I think they went wrong when they decided to make it x86. They are starting a brand new design that will have a lot of baggage on day one...
How much baggage are we talking about
really? The first x86 CPU with most of this baggage is the 386, which has a measly 275,000 transistors. Sure, a modern 64-bit SMT architecture needs more, but if Intel was able to keep x86 afloat in the 386 days, when there was still lots of competition from other so-called superior architectures, how bad can it really be?
x86 isn't particularly elegant, but I really wonder where the idea comes from that it has too much baggage or is even crippled. Every ISA has its curiosities, but unless you are a compiler back-end writer that shouldn't affect you much if at all.
If you were to design a massively parallel multi-purpose CPU, what ISA do you believe would do significantly better than x86? Give me numbers...
...and by exposing x86 directly they are forced the maintain binary compatibility for all future generations making the problem worse over time as new features are added, whereas ATI and Nvidia can redesign their stuff from ground up with essentially no backward compatibility on the hardware level.
As cores become more complex and ever more programmable, I doubt that the choice of x86 really makes things worse. People will always want more features, and unless there's some revolutionary hardware or design breakthrough I doubt you'll be able to do more with less. Heck, NVIDIA and ATI still have to invest a lot more transistors to be able to do everything Larrabee will be capable of on day one.
At the same time I understand why they made that decision. Larrabee is mostly motivated by business reasons rather than technical ones. GPGPU is eating into their most profitable business, and they need to fight back. The quickest solution they can do is to reuse existing technology. If they were to design a better architecture from scratch they would lose another year or two, which they can't afford.
And you think that for ATI and NVIDIA it's really a good idea to ditch the ISA every generation and start over from scratch? I can already hear a cheer of joy from the code generation teams and others who have to inspect assembly or binary from time to time... I don't know that the future will bring, but it does look to me like with G80 and CUDA NVIDIA opted for high compatibility between generations. It will be interesting to see ATI's approach.

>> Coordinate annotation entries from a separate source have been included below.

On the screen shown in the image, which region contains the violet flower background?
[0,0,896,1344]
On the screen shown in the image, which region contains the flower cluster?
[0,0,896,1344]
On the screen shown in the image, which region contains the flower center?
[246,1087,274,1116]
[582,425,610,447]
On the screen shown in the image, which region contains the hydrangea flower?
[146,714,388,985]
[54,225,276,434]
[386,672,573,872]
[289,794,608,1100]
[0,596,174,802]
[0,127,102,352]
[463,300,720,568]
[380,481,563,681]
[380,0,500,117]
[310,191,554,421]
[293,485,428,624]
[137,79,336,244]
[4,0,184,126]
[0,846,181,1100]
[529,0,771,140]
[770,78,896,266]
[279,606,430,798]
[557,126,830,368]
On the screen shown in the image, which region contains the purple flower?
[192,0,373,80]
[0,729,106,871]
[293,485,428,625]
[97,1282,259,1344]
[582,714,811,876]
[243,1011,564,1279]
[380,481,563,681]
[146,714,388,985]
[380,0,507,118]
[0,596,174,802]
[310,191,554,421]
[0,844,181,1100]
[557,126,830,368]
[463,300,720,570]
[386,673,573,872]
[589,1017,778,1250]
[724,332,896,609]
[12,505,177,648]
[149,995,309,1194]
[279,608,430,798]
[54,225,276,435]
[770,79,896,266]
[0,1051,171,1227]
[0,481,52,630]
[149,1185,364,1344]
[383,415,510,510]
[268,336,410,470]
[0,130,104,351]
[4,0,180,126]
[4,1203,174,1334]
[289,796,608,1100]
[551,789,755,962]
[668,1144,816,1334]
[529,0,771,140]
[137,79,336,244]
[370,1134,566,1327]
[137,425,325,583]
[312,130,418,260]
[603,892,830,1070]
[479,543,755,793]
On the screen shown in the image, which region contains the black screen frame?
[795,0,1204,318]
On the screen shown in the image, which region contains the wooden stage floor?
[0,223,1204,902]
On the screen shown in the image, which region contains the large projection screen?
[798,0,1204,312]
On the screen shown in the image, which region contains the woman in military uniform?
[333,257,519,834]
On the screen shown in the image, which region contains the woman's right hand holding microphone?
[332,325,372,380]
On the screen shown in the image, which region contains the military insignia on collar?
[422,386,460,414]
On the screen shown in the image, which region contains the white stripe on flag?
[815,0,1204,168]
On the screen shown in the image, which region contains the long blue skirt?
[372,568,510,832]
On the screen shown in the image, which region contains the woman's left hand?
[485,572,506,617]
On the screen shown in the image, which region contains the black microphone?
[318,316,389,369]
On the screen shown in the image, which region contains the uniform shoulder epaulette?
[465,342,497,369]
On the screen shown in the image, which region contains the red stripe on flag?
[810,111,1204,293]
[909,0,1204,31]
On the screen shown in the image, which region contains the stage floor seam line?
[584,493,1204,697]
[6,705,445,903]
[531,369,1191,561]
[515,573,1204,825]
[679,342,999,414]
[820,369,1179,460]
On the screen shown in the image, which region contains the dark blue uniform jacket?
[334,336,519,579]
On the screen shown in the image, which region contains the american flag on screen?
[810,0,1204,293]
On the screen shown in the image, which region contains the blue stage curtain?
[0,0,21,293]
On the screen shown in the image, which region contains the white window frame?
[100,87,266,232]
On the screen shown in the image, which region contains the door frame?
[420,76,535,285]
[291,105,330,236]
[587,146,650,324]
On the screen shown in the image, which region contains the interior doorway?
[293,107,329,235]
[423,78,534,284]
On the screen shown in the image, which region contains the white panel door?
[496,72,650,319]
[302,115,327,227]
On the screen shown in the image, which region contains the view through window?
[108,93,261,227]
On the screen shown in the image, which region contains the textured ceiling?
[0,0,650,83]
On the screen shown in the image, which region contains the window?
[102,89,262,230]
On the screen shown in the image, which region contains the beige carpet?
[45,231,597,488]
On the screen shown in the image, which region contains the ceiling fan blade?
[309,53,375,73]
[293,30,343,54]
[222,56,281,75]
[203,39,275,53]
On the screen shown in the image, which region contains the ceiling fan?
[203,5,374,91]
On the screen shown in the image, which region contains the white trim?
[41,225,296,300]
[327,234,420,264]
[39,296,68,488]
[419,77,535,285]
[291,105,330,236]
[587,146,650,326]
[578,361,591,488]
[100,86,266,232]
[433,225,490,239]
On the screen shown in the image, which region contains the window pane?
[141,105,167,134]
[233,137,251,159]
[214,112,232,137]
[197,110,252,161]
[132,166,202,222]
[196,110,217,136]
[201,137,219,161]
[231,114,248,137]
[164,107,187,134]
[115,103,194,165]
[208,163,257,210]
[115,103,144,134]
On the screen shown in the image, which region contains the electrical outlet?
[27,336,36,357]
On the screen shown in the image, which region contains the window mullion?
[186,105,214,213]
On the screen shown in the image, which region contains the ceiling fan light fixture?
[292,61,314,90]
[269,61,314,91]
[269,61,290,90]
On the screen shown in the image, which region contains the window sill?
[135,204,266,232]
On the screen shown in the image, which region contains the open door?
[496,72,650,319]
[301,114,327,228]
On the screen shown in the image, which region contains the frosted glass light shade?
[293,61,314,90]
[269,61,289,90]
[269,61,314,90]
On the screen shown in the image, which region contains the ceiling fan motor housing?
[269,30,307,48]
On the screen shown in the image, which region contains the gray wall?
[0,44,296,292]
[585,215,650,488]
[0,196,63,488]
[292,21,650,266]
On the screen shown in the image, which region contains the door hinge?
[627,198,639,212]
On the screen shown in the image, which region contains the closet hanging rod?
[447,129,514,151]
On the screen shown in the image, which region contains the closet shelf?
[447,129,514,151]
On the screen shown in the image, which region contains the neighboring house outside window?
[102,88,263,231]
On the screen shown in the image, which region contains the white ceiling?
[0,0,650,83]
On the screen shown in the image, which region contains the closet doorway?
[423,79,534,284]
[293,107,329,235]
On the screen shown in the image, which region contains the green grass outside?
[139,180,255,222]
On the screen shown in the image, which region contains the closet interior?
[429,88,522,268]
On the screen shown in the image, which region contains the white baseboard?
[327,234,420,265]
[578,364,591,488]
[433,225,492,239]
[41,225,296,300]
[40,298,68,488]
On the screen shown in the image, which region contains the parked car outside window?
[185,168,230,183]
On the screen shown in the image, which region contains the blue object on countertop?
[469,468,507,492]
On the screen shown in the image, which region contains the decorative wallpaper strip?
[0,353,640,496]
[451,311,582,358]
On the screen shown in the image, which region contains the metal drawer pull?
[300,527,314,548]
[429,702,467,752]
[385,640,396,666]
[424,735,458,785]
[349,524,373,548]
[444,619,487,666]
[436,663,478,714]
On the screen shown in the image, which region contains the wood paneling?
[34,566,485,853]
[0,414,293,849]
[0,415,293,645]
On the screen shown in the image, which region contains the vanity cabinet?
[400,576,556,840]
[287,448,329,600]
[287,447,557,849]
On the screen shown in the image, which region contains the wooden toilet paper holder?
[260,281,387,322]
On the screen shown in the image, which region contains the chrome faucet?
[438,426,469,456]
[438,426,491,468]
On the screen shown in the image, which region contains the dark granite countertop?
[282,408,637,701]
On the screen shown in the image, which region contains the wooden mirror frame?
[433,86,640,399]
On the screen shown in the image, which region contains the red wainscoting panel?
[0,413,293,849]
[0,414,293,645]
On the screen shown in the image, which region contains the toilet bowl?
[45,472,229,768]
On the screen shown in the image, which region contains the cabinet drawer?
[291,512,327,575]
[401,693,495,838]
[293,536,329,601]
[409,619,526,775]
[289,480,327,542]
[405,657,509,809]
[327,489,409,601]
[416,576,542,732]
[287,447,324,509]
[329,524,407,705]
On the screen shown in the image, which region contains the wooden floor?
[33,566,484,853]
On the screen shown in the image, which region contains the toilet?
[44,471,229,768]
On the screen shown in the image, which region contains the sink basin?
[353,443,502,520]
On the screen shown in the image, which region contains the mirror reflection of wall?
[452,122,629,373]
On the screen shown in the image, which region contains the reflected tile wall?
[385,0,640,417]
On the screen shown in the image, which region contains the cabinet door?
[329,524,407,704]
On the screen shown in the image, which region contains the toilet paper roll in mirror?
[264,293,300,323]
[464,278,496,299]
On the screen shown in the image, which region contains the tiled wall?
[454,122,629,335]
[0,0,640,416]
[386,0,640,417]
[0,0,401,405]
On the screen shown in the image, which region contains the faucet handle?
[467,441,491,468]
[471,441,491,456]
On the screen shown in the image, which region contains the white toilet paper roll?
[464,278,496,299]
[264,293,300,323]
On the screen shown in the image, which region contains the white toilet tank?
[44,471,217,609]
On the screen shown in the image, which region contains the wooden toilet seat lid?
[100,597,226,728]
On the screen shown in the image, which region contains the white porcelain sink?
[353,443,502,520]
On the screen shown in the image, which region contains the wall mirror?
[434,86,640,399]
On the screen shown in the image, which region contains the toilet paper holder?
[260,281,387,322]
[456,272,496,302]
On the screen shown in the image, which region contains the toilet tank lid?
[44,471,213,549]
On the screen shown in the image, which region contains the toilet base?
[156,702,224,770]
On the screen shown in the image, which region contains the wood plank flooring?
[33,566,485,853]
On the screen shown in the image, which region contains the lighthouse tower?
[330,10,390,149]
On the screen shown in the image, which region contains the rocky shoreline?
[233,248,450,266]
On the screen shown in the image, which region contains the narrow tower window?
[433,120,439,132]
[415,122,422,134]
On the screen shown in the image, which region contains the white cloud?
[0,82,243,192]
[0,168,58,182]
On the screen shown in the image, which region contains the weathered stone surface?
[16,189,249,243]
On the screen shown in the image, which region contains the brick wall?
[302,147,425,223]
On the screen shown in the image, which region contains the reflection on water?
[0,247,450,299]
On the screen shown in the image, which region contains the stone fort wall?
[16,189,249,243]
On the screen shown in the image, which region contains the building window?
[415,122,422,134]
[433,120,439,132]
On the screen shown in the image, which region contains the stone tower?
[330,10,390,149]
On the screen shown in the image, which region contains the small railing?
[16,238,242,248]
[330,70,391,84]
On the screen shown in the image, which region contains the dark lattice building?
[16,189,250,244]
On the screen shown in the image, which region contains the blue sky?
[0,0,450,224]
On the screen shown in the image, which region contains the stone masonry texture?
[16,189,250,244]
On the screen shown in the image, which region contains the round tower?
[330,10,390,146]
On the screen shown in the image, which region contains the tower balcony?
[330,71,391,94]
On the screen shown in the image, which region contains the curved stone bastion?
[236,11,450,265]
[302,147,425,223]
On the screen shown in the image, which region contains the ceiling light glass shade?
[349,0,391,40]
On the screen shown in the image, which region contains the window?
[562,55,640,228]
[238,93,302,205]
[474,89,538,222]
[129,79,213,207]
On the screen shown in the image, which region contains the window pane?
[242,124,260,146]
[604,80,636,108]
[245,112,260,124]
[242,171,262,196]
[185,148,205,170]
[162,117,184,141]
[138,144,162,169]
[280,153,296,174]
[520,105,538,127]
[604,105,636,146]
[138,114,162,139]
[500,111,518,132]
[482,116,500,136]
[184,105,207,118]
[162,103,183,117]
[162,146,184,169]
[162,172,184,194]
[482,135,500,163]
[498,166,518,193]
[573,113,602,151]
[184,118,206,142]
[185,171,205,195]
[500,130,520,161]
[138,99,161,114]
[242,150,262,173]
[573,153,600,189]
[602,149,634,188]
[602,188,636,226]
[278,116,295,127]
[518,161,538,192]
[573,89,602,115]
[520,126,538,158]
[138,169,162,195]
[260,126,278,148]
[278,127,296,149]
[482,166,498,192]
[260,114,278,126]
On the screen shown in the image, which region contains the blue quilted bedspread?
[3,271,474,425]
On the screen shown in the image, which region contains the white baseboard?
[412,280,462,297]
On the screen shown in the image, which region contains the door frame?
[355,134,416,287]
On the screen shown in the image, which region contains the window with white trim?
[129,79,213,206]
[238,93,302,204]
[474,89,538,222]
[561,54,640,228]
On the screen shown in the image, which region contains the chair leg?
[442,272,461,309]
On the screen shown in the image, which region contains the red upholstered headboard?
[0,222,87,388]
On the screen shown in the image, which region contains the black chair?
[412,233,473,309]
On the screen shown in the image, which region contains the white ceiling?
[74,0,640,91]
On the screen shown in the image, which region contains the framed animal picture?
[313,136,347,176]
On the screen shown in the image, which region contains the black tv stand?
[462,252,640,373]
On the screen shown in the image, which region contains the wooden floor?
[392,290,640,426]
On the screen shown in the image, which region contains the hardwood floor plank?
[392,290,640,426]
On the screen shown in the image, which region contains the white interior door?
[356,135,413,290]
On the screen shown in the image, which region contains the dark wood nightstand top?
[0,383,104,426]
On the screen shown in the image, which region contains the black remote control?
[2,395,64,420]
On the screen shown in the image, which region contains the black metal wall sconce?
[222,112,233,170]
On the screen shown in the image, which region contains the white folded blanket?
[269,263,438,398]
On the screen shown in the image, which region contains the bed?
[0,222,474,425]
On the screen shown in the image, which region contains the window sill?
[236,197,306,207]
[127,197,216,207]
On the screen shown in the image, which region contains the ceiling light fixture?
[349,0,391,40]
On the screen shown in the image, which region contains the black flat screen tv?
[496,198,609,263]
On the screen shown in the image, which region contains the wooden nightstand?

Anyway, note that Intel will be able to present new Larrabee products at the same pace as CPUs. Having existing x86 tools and knowing that software written today will also run unmodified on future generations also helps keeping a high pace. Not to mention compatibility with systems not equipped with a Larrabee card but still having a powerful multi-core x86 CPU...
The software side is clearly becoming ever more important, so it doesn't necessarily hurt to settle with an extendable ISA even if it has its flaws. Intel has already proven that poor choices made in the past can be corrected to a large degree.